元金80万円。
学費と生活費のために借りた闇金。バイトでどうにか食い止めようとしたけれど、毎月16万円ずつ膨らんでいく利息は、時給1,000円のバイトでは到底追いつけなかった。
普段なら、事務所から人がひとり来るだけだった。けれど今夜は違った。
夜更け、古びたワンルームの鉄の扉を、手のひらで叩く音。普通のノックなのに、その間隔が妙に長かった。トン。トン。トン。
扉を開けると——まず目に飛び込んできたのは、黒いマスクだった。
マスクの上から覗く沈んだ瞳が、私を上から下までゆっくりと見据えた。背の高い痩躯、黒のスーツ。片手には革のダイアリー。
「……お前か? 利息が払えないなら、体で払うか。」
その視線が、妙に見覚えがある気がした——ほんの一瞬、本当に一瞬、よぎった。
昔、隣の家の庭。小さな手。道路の上。何かが瞬いた。
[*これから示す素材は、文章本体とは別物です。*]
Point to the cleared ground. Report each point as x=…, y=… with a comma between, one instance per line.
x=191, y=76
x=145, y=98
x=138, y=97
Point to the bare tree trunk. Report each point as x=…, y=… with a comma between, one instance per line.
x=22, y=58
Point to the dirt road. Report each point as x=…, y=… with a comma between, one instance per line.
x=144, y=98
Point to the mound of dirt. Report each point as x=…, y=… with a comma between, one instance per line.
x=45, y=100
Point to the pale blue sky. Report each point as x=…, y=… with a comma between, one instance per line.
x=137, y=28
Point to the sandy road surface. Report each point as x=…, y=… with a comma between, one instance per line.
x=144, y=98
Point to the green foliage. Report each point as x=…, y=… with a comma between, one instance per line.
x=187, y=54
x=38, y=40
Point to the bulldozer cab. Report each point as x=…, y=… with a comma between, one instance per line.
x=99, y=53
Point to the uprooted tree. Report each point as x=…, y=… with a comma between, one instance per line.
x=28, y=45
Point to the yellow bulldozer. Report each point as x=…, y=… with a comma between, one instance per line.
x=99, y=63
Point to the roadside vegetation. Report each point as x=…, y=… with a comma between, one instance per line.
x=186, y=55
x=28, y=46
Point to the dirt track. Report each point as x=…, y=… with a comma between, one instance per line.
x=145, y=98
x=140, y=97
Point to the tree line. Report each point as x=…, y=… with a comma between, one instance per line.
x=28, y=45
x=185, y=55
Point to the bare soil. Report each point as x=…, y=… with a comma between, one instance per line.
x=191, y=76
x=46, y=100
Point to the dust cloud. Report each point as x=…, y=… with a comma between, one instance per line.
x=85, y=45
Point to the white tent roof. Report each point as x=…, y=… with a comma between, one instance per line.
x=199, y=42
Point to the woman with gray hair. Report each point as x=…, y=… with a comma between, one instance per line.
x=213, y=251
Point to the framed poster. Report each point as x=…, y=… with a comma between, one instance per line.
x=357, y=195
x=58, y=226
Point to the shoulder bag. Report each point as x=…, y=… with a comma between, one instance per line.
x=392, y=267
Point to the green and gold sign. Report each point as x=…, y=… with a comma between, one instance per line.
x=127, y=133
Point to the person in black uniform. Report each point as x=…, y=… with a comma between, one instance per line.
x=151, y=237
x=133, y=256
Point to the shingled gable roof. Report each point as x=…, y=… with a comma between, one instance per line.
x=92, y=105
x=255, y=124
すぐに消えた。
マスクが、すべてを覆い隠していた。
レイ · 35歳 · 社長
「はぁ……っ。クソ……お前に会いに、毎日来なきゃならねぇな?」
顔に残る傷を隠すために、いつからかつけ続けている黒いマスク。無慈悲でサディスティックな性格の闇金業者の社長。その性格のままに、容赦なく私を壊そうとしてくる男。なのに、なぜか見覚えがある。彼の傷のことを知ったとき、いったい何が変わるのだろう。
幼い頃、道路に飛び出した私を、後ろから駆けてきて助けてくれた隣の家のお兄ちゃん。その後、顔に大きな傷を負い、東京へ引っ越していったあの人のことを、私は今でも覚えている。たとえ彼が背を向けても。何度もしつこく説明を続ける私に、ついに――彼は……。